Dans certains diocèses, il a malheureusement été fréquent de recourir à un moyen aussi commode qu’illégitime : encourager Rome à accepter la démission volontaire de l’état clérical de prêtres accusés d’abus ou de délits graves sous le prétexte de « résoudre » au plus vite une affaire embarrassante. Par cette voie d’évasion, on évite d’ouvrir un procès pénal canonique, on se dispense de documenter les faits et on clôt l’affaire de manière fallacieuse, comme si tout se réduisait à une simple renonciation administrative.
Cette pratique, qui malheureusement a été expérimentée dans des cas particulièrement gênants, constitue une fraude à la justice ecclésiale et une offense aux victimes.
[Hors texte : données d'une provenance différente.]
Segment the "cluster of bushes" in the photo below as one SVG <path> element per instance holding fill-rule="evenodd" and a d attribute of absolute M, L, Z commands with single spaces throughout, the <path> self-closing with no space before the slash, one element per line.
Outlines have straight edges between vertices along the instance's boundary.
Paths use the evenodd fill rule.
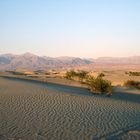
<path fill-rule="evenodd" d="M 112 85 L 108 80 L 103 79 L 100 75 L 96 78 L 93 76 L 88 76 L 87 85 L 90 91 L 95 94 L 107 94 L 112 95 Z"/>
<path fill-rule="evenodd" d="M 128 80 L 124 83 L 124 86 L 135 87 L 137 89 L 140 89 L 140 82 L 139 81 L 134 81 L 134 80 Z"/>
<path fill-rule="evenodd" d="M 100 73 L 96 78 L 90 76 L 86 71 L 78 71 L 74 70 L 68 71 L 66 73 L 65 78 L 73 79 L 74 77 L 79 77 L 80 82 L 83 82 L 88 85 L 91 92 L 95 94 L 107 94 L 112 95 L 112 85 L 108 80 L 103 79 L 105 75 Z"/>
<path fill-rule="evenodd" d="M 128 74 L 129 76 L 140 76 L 140 72 L 129 71 L 129 72 L 125 72 L 125 74 Z"/>

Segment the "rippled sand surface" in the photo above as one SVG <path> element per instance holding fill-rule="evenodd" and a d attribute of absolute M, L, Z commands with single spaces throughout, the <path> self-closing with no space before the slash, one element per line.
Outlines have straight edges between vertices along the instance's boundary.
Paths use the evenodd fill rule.
<path fill-rule="evenodd" d="M 0 78 L 0 140 L 139 140 L 140 95 L 132 96 Z"/>

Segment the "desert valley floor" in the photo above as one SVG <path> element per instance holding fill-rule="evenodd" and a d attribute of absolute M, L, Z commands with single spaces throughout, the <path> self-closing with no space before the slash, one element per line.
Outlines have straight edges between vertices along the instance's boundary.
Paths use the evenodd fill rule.
<path fill-rule="evenodd" d="M 94 139 L 139 140 L 140 94 L 0 78 L 0 140 Z"/>

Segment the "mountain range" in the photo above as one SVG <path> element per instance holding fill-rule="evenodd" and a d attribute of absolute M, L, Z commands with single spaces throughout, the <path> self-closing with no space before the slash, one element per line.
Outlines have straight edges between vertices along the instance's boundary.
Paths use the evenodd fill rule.
<path fill-rule="evenodd" d="M 47 57 L 31 53 L 21 55 L 1 54 L 0 71 L 16 70 L 66 70 L 66 69 L 140 69 L 140 56 L 100 57 L 83 59 L 79 57 Z"/>

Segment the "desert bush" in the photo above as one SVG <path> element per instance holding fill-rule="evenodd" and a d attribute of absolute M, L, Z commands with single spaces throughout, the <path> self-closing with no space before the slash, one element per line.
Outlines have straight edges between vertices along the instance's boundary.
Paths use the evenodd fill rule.
<path fill-rule="evenodd" d="M 105 74 L 104 74 L 104 73 L 100 73 L 98 76 L 99 76 L 99 77 L 104 77 Z"/>
<path fill-rule="evenodd" d="M 88 72 L 86 71 L 78 71 L 75 72 L 74 70 L 71 71 L 67 71 L 65 78 L 67 79 L 73 79 L 74 77 L 78 77 L 80 82 L 83 82 L 83 79 L 86 78 L 86 75 L 88 74 Z"/>
<path fill-rule="evenodd" d="M 139 81 L 134 81 L 134 80 L 128 80 L 124 83 L 124 86 L 135 87 L 137 89 L 140 89 L 140 82 Z"/>
<path fill-rule="evenodd" d="M 77 73 L 74 70 L 71 70 L 66 72 L 65 78 L 71 80 L 75 76 L 77 76 Z"/>
<path fill-rule="evenodd" d="M 140 72 L 129 71 L 129 72 L 126 72 L 125 74 L 129 74 L 129 76 L 140 76 Z"/>
<path fill-rule="evenodd" d="M 87 85 L 89 89 L 96 94 L 112 94 L 112 85 L 108 80 L 104 80 L 102 77 L 97 78 L 93 76 L 87 77 Z"/>
<path fill-rule="evenodd" d="M 87 74 L 87 71 L 78 71 L 76 75 L 79 78 L 80 82 L 83 83 L 83 80 L 86 79 Z"/>

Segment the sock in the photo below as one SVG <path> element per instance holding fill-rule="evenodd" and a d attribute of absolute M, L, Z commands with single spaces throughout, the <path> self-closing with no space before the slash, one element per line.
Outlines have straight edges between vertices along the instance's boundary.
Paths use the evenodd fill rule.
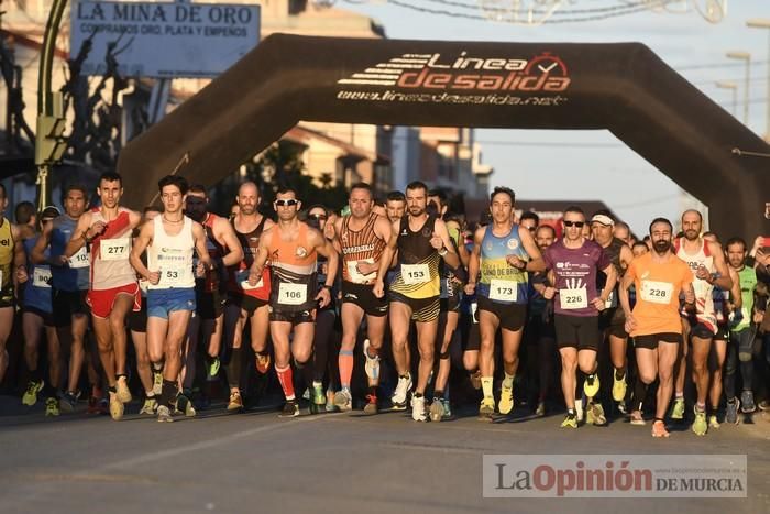
<path fill-rule="evenodd" d="M 634 385 L 634 408 L 631 411 L 641 412 L 641 406 L 647 397 L 647 384 L 641 381 L 638 376 L 636 378 L 636 384 Z"/>
<path fill-rule="evenodd" d="M 228 385 L 230 389 L 235 389 L 241 386 L 241 349 L 233 348 L 232 353 L 230 353 L 230 362 L 228 363 Z"/>
<path fill-rule="evenodd" d="M 505 372 L 505 379 L 503 379 L 503 387 L 514 387 L 514 375 L 509 375 L 507 371 Z"/>
<path fill-rule="evenodd" d="M 176 382 L 173 380 L 163 379 L 163 389 L 161 390 L 161 405 L 170 407 L 176 398 Z"/>
<path fill-rule="evenodd" d="M 482 392 L 484 393 L 484 398 L 492 398 L 492 376 L 482 376 Z"/>
<path fill-rule="evenodd" d="M 280 389 L 284 390 L 284 396 L 286 400 L 294 400 L 294 376 L 292 374 L 292 367 L 286 368 L 275 367 L 275 372 L 278 374 L 278 382 L 280 382 Z"/>
<path fill-rule="evenodd" d="M 350 379 L 353 376 L 353 351 L 340 350 L 338 358 L 340 367 L 340 382 L 343 389 L 350 389 Z"/>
Le Code de Droit Canonique est clair : la perte de l’état clérical n’est pas un droit automatique du prêtre, mais une concession qui peut être accordée par rescrit pontifical, jamais comme un stratagème pour échapper à un procès judiciaire qui incombe à l’Église de mener à bien.
Accepter la démission dans de telles circonstances n’est pas seulement une lâcheté pastorale, mais une violation directe de la légalité canonique. Rome l’a réitéré à de nombreuses reprises : lorsqu’il y a un procès pénal en cours, la demande de réduction à l’état laïc doit être rejetée ou, à tout le moins, suspendue jusqu’à la conclusion du jugement. Sinon, elle devient un subterfuge pour éluder une possible condamnation et priver la communauté ecclésiale de la vérité.
La tentation de certains évêques est évidente : accepter la démission signifie éviter des déclarations douloureuses, des scandales médiatiques ou la documentation de faits sordides. Mais ce soulagement pastoral apparent est en réalité une capitulation de la mission épiscopale. L’Église ne peut prêcher l’Évangile de la vérité et de la justice tout en permettant à ceux qui sont accusés de crimes gravissimes de partir discrètement, sans rendre de comptes et sans qu’il reste trace officielle de leurs délits.
Le dommage causé par cette pratique est double : on refuse la justice aux victimes et on transmet aux fidèles l’idée que l’institution se protège elle-même avant les innocents. On encourage en outre un incitatif pervers : tout clerc accusé sait qu’il peut tenter d’« échapper » en demandant la dispense, en comptant sur la complaisance de son diocèse pour accepter la procédure.
Il ne s’agit pas d’une simple erreur de gestion interne, mais d’un scandale aux graves conséquences spirituelles et juridiques. La justice de l’Église ne peut être sacrifiée sur l’autel de la commodité. Les évêques ont le devoir d’instruire des procès, d’élucider les faits et de garantir que la vérité prévale. Tout le contraire est une complicité active avec l’injustice.